Cancer in remission, completely surgically removed, or when declared NED, no evidence of disease, has its own nasty side effects. The worry of if or when it will return and one would have to fight again.
Cancer is a body, mind and spirit attacker. It is real life hell.
I was baptized into this hell when I was a young girl and I watched my father fight brain cancer. It stole his smile, his laugh, his short term memory; he suffered terribly. When he passed, it broke his family; it broke me.
That grieving young girl has made it her mission to help as many people fighting cancer as possible. That’s one reason I ride.
This year is a bit different. I know it’s a long shot, but I would like to raise $5,000 so I can get a brick put in the garden at Roswell to remember my friend Tom. I met him when he was first diagnosed. He was courageous, brave, proud, and just the nicest guy. Even though I will never forget him, I would like to get him a brick in the garden. It means so much to me.
Of course, I ride for my dad. That’s a given. I ride for my Wings Flights of Hope passengers as well. This year I ride for my Man Up To Cancer friends too. That group is changing the world’s view on how a man deals with cancer. They are incredibly inspiring and I am proud to help them. I ride for my friends who have moved on to a far better place, Vicky, Elvis, Tom. I ride for my friend JP’s family who have seen way too much cancer, especially his brother Michael who is missed every day. I ride for my friends who are showing me what courage looks like, Michael, Don, Danny, Jay, Trevor, Carl, Donna, Melanie, Bill, Lacey, Sharon, Bob Koch, Teenia, Cindy Mathis, Kara, Steve’s dad Barney, and the so many others.
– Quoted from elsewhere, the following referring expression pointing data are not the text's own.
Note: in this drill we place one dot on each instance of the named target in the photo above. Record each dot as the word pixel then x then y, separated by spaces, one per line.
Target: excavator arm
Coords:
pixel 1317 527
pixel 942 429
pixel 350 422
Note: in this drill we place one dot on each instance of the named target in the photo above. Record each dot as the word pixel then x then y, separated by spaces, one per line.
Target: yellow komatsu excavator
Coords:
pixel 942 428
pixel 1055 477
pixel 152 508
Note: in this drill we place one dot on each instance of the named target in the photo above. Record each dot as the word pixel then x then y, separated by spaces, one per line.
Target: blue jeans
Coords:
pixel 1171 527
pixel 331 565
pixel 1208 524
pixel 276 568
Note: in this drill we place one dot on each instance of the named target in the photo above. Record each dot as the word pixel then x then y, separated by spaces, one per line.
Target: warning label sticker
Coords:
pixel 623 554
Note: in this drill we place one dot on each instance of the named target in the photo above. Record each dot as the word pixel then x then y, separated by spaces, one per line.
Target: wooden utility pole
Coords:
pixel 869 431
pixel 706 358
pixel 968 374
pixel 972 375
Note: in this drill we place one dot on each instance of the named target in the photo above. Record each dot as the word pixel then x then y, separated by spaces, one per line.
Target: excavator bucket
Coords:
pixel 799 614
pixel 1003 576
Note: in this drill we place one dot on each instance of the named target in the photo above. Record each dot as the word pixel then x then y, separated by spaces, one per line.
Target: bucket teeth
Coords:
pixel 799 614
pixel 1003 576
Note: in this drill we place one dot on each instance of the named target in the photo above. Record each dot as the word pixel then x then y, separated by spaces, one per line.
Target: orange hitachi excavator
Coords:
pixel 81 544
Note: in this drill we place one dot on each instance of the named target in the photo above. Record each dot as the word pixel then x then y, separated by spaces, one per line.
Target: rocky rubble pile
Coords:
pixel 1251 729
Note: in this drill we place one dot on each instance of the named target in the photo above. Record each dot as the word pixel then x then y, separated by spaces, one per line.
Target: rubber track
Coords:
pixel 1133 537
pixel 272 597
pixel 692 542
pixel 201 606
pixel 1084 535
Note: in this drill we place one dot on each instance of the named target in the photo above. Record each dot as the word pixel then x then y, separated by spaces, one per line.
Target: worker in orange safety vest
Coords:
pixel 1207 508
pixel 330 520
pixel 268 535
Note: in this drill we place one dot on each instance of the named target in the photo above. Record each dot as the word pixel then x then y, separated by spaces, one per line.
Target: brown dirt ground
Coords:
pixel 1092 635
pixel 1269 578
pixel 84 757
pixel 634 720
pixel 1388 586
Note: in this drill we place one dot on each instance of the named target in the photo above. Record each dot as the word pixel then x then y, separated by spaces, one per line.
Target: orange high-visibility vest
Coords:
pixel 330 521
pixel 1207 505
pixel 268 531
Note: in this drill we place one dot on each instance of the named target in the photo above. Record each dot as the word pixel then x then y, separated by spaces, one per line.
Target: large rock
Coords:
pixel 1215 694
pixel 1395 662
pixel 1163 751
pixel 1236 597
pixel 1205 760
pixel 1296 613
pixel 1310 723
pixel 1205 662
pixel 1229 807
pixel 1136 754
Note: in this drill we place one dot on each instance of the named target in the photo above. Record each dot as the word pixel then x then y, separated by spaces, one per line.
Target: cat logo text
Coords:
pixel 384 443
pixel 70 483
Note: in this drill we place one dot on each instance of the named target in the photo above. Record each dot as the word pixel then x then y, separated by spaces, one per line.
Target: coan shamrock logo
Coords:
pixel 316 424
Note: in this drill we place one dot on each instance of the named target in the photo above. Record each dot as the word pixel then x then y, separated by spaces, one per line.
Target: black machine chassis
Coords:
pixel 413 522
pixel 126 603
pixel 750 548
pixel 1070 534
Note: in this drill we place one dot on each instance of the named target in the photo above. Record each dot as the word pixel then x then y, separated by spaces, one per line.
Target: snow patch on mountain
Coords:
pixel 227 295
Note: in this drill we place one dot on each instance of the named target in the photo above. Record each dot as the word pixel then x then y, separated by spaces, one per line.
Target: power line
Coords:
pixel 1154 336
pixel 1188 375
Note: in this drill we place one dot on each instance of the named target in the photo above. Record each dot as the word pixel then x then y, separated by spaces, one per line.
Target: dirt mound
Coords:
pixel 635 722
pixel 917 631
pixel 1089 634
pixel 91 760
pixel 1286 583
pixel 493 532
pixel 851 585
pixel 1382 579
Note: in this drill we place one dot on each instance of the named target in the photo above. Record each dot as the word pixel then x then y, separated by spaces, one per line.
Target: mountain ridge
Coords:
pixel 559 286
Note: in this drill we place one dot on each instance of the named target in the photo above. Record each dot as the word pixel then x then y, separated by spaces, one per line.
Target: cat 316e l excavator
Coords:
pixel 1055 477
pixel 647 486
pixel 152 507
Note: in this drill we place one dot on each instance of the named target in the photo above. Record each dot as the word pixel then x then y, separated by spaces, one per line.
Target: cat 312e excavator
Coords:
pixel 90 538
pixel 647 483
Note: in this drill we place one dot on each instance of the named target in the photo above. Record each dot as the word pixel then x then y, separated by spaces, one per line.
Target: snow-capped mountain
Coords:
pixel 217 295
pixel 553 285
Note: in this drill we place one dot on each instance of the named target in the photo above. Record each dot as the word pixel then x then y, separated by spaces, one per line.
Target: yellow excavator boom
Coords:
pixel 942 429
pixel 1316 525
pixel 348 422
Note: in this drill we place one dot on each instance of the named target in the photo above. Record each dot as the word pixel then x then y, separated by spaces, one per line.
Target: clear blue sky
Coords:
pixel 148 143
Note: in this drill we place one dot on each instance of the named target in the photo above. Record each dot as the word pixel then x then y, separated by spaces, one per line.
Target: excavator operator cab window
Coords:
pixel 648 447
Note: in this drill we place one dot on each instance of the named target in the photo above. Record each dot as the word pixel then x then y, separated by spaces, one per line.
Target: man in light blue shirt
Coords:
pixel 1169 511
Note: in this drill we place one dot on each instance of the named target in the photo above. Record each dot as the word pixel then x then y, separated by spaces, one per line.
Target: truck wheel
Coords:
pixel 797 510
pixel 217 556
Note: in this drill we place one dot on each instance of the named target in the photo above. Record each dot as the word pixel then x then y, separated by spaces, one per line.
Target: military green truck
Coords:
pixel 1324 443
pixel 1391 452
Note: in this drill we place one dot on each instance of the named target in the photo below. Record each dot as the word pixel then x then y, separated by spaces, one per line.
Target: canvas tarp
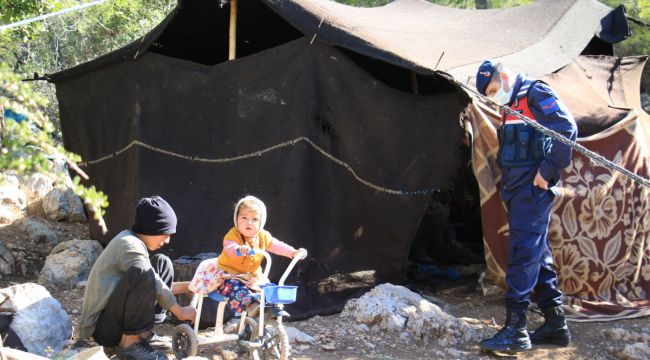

Each one of those individuals, has a piece of my heart.
This year, I also ride for me. I know what the inside of Roswell looks like now. I know the fear of waiting. I know the mental battle, and I know how it changes everything. The day I signed up for the Ride For Roswell, I sat on my kitchen floor crying because I had no idea what the future had instore for me, but I had made a decision that no matter what, I would accomplish this one goal. I started training for the century ride knowing that in a few weeks I would be having surgery and everything could change, but I was determined to complete this ride. For me, by riding the century, I am taking back my normalcy. I’m showing myself that I can conquer what I put my mind to. I also am reminding myself that HOPE does exist, to never ever give up, and to keep going!